How to approach business transformation
Customers often ask us how to transform—they may know what they want to transform, but they may not know a model of operating in a modern capacity in the cloud. There are two very real-world scenarios that tend to apply to the vast majority of our customers’ concerns. One of them may be trying to solve that operational piece, while the other may be looking at automation. How do you automate environments or how do you free up time to innovate and do things differently?
Both of these scenarios dovetail into the struggle of having legacy systems and modern systems and not knowing how to operate differently. Instead, oftentimes customers are operating like it’s 1970 but with a mix of new and old systems. The struggle is understanding how to operate differently considering the diversity in their portfolio, and the solution is a business modernization framework and building an operating model that works for new microservice architectures as well as the old monolithic domains, and showing a path how to move from one to the other.
Obviously, we’ve had conversations take different angles with customers in different industries. For example, security, threat and vulnerability detection are emphasized in high-tech companies who don’t want to be exposed—there’s a lot of hyperfocus on secure workloads in the cloud and validating those workloads, which requires a well-architected capability.
How to embrace change to prepare for future innovation
There are a few things that are really essential for an organization to be ready to move forward in terms of business modernization or cloud modernization. As mentioned in Andy Jassy’s keynote at AWS re:Invent 2019 , you need to have leadership commitment from the top down. But just as importantly—the organization has to embrace change and own it in a literal way. You have to be part of that change. And while getting lock-step with a partner is critical, being involved in the partnership and learning along the way is also necessary. There’s a huge opportunity for organizations to evolve and learn from their partners and be part of that transformation so that when they’re through it, there’s not a large exchange of information and knowledge—it’s a subtle transition that stems from self-sufficiency and natural growth.

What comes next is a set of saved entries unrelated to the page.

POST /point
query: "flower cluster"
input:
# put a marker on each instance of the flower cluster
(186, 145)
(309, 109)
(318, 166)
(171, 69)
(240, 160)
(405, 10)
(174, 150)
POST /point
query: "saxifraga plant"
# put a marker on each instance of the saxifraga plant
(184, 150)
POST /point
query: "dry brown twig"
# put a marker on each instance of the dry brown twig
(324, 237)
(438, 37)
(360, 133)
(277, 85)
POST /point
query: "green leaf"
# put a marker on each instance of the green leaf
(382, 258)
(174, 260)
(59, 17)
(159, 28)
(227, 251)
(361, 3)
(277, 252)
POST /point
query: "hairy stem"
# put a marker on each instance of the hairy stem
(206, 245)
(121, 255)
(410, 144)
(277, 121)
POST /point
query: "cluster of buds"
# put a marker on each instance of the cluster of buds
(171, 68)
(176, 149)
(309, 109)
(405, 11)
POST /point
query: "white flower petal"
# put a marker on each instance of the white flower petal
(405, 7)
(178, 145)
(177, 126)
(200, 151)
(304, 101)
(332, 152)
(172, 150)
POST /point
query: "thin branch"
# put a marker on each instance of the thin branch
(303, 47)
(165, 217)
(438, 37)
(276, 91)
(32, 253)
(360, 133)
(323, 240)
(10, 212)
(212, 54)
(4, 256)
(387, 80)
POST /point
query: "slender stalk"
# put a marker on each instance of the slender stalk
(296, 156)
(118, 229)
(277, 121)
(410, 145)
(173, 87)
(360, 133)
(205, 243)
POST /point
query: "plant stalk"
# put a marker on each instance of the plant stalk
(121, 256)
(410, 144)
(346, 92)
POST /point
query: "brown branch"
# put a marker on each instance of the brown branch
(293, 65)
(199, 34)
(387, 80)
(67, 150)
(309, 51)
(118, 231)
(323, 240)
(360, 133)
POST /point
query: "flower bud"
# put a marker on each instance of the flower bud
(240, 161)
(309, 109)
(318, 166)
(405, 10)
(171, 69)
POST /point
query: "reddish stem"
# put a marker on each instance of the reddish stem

Organizations need to commit teams of people that are willing to learn and apply new things because their jobs will specialize and change. For example, an IT infrastructure director’s team may have to learn some command line interface work that isn’t just graphical user interface (GUI)-based. And if they can wrap their head around doing command line interface work, they’ll be ready to change and adopt new capabilities to be world-class and close the gap.

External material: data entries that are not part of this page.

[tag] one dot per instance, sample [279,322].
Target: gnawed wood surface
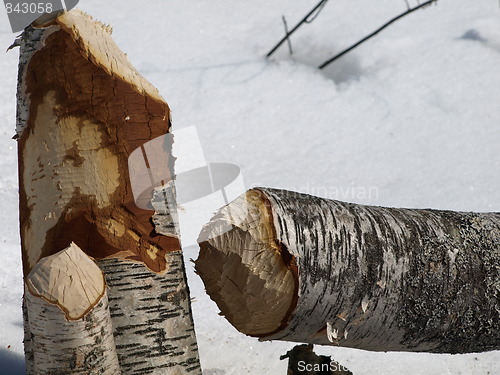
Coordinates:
[82,110]
[69,321]
[373,278]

How to face and overcome inertia
Start small but fast. Many organizations seem to find an idea and prove it out one way or another, leveraging a use case mentality. It’s been very effective with our customers in the past few years to prove a single concept and open additional opportunities as a result of organizational change. Of course, it takes several months to plan a transformation of scale, but it can simply take days, even hours, to build a proof of concept and begin innovating in discreet, small ways.
How to leave legacy systems behind
Two words: database freedom. There’s a strong need in the market to liberate our customers from legacy agreements as it relates to licenses and services. We have a robust and growing partnership with AWS, and a deep understanding going to market and initiating database freedom that’s intended to provide new capabilities, unlock potential and save money for organizations.
We experience many conversations where customers join feeling concerned and leave with clarity and pragmatism as a result of understanding that transformation is not some big, serial novel that needs to be read and absorbed by an individual. It breaks down to some simple things that can become actionable, broader, deeper and more applicable.
Mike Driscoll has been advising customers on technology transformation for more than 25 years. He started his career at Ernst & Young and transitioned to Slalom Consulting in 2011. After 16+ years at E&Y/Capgemini, and nearly eight years at Slalom, Mike has shifted his focus to building a world-class partnership with AWS as the managing director of cloud enablement for TEKsystems Global Services.